Another issue with government loans is that as a borrower you are not allowed to refinance with the lender if you make more money than the cutoff the government sets. If you are under this threshold, you can pay as you earn, graduate payments, and more. For others, you are stuck with the minimum payments. Private loan borrowers are much stricter. Sallie Mae as an example does not allow refinancing at all by any borrower, regardless of post-graduation income. Of course, one could refinance with a third party, but all that does is move your debt from one place to another while the original issue is keeps taking place.

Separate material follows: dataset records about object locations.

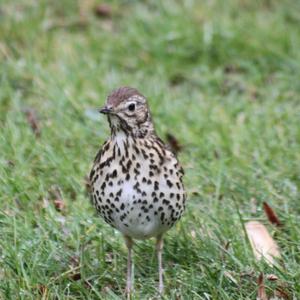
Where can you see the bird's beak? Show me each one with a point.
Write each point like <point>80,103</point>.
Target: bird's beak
<point>105,110</point>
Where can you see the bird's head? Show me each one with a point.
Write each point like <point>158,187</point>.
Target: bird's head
<point>128,112</point>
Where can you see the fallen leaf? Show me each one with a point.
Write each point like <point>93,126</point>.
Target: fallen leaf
<point>272,217</point>
<point>56,195</point>
<point>177,79</point>
<point>229,275</point>
<point>75,276</point>
<point>263,245</point>
<point>33,121</point>
<point>103,11</point>
<point>193,233</point>
<point>173,142</point>
<point>59,204</point>
<point>261,292</point>
<point>43,290</point>
<point>280,293</point>
<point>271,277</point>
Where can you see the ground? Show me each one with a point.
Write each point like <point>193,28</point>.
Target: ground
<point>220,76</point>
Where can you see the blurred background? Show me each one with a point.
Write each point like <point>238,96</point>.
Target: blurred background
<point>222,80</point>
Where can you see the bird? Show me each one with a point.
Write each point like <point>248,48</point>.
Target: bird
<point>136,180</point>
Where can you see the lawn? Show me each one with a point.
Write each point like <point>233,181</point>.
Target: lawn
<point>223,77</point>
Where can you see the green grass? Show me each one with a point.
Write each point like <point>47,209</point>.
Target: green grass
<point>222,76</point>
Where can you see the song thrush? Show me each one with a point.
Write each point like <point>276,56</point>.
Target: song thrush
<point>136,180</point>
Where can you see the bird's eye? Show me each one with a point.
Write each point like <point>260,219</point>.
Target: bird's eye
<point>131,107</point>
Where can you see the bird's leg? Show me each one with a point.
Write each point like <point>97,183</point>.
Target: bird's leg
<point>129,244</point>
<point>159,248</point>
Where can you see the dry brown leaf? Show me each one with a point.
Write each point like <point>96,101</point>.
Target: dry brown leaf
<point>271,277</point>
<point>43,290</point>
<point>280,293</point>
<point>33,121</point>
<point>263,245</point>
<point>103,11</point>
<point>173,142</point>
<point>261,292</point>
<point>75,276</point>
<point>230,276</point>
<point>59,204</point>
<point>272,217</point>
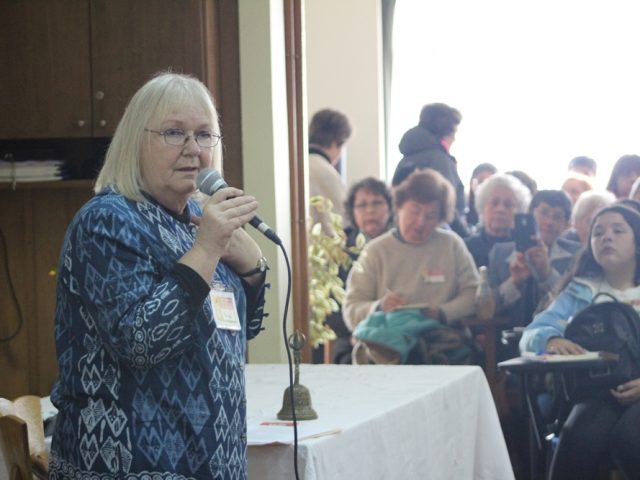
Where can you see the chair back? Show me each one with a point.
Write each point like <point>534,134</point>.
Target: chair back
<point>14,448</point>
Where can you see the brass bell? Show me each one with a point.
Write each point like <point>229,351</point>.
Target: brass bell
<point>301,395</point>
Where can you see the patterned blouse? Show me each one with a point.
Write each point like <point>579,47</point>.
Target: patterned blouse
<point>148,387</point>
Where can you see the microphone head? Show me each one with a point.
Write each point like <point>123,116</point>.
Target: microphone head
<point>209,181</point>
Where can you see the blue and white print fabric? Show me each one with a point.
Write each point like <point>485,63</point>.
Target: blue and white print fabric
<point>148,387</point>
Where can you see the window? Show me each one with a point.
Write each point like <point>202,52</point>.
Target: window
<point>537,83</point>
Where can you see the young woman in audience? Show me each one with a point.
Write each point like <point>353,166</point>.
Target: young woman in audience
<point>607,424</point>
<point>417,263</point>
<point>369,211</point>
<point>498,199</point>
<point>624,173</point>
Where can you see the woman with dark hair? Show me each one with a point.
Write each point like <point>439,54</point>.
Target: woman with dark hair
<point>369,208</point>
<point>605,424</point>
<point>369,211</point>
<point>417,263</point>
<point>624,173</point>
<point>427,145</point>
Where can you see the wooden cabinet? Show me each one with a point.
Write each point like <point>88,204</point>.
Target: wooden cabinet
<point>70,67</point>
<point>45,89</point>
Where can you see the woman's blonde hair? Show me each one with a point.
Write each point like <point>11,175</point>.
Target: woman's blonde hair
<point>152,103</point>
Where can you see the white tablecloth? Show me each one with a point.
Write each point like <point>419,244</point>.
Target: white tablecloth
<point>398,422</point>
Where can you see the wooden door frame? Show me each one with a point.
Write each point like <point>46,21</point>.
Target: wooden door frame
<point>296,112</point>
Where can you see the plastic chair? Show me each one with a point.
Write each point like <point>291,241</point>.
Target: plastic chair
<point>18,459</point>
<point>14,448</point>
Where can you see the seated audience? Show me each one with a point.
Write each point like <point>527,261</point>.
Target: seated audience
<point>521,279</point>
<point>499,198</point>
<point>604,426</point>
<point>479,175</point>
<point>584,165</point>
<point>583,212</point>
<point>575,184</point>
<point>369,210</point>
<point>624,173</point>
<point>416,264</point>
<point>427,145</point>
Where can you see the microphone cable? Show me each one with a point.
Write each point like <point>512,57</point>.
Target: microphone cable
<point>12,291</point>
<point>290,362</point>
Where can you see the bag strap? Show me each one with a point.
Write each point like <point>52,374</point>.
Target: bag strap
<point>603,294</point>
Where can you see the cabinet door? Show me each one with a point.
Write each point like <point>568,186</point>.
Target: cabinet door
<point>133,40</point>
<point>44,60</point>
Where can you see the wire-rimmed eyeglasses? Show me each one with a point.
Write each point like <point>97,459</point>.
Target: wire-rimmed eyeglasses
<point>179,138</point>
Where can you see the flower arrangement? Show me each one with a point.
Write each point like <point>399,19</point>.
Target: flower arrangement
<point>327,253</point>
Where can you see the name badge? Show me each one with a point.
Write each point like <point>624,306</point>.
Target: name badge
<point>224,309</point>
<point>434,276</point>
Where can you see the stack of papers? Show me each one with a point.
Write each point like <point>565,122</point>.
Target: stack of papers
<point>31,171</point>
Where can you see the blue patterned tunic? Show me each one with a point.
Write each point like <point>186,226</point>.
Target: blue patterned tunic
<point>148,387</point>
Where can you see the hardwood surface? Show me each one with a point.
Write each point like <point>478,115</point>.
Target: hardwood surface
<point>45,62</point>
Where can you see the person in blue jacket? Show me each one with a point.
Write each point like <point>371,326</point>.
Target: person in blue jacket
<point>156,298</point>
<point>608,424</point>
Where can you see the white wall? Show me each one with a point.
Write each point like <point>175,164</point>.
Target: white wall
<point>266,154</point>
<point>344,72</point>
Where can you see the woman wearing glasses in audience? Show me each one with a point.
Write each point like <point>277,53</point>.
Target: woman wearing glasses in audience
<point>369,211</point>
<point>156,298</point>
<point>417,265</point>
<point>497,199</point>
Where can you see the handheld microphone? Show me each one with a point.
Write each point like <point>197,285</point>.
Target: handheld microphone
<point>209,181</point>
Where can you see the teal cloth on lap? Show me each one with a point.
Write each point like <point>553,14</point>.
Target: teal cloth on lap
<point>398,330</point>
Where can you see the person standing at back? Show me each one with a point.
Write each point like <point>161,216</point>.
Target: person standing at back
<point>329,130</point>
<point>427,146</point>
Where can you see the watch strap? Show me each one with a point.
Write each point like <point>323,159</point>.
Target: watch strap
<point>260,268</point>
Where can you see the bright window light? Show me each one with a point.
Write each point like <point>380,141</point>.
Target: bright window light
<point>537,83</point>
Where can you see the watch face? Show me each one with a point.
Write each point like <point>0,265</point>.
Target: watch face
<point>262,264</point>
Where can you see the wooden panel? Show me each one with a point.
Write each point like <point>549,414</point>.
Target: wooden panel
<point>34,222</point>
<point>14,359</point>
<point>133,40</point>
<point>226,54</point>
<point>44,60</point>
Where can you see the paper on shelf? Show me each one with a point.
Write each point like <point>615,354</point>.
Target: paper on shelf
<point>281,432</point>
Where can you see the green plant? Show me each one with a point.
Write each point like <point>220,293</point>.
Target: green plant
<point>327,253</point>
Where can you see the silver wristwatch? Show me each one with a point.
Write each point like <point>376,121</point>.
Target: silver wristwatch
<point>261,267</point>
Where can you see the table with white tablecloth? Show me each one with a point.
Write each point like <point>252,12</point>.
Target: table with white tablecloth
<point>409,422</point>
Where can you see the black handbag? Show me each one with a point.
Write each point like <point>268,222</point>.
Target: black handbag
<point>610,327</point>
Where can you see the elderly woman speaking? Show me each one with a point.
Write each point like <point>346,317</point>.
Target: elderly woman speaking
<point>418,267</point>
<point>156,299</point>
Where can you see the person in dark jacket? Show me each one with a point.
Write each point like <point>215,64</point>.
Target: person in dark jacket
<point>427,146</point>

With that being said, this is my proposal to eliminate the student loan crisis:


  1. Immediately allow all government student loan borrowers, regardless of income, to refinance with the government at zero to near zero interest rates. The government should arguably not have interest rates on student loans at all. If students only have to focus on the principle upon graduating, payment deferrals will drop, financial hardships would alleviate, borrowers would see an actual dent in their amount owed after each monthly payment, and the government will see much more tax revenue from that student borrower through their career if that career is made accessible, and the money the student is able to free up can go to buying other things.

  2. Allow all payments made towards both interest and principle to be tax deductible (1098-E), instead of just interest, for both government-backed and private loans. This will lead to higher federal tax refunds for borrowers, which can be put towards student loan payments at more aggressive rates.

  3. Pass the Student Loan Repayment Assistance Act (2019 H.R. 655). This bill would allow companies to not only continue helping active student-employees pay for school, but also apply help towards employees who have already graduated. This benefit would be an immediate game changer for company recruitment.

  4. Expand the current public service loan forgiveness program to be for any future student loan borrower that works for any public agency or nonprofit. This program currently allows for borrowers to work for 10 years in the public service, making 120 monthly minimum payments, and having their remaining loans forgiven. However, many borrowers find difficulty applying this to their loans. Within this expansion, include new ways for students to give back to their country for loan forgiveness, such as a national service program.

  5. Make a onetime inclusion for all current student loan borrowers in the country to enroll in a 120 month minimum payment program (Different from point 4). If borrowers had already made, say, 36 monthly payments, those would apply to the 120 overall. The remaining balance would be forgiven.

  6. Strategically move taxpayer dollars, or raise certain taxes, to go towards public colleges, including community colleges, to try and bring down the cost of school in the first place. College has become much more expensive relative to other things in life, and needs to be curtailed.

  7. Immediately fund a new national program that will educate all high school students on the cost of the real world. This program would teach high school students on the cost of college versus returns they would see, the prospect of entering a trade, joining the military, and more. Students would also learn about the cost of an apartment, what their future salaries could be based on a previously administered aptitude test, and more. It is imperative that students are taught the pros and cons of all career choices so they can make a good choice.

These ideas follow the principle that the government should be facilitating students in helping pay for college, not hindering them. What would you do to help solve the student loan crisis?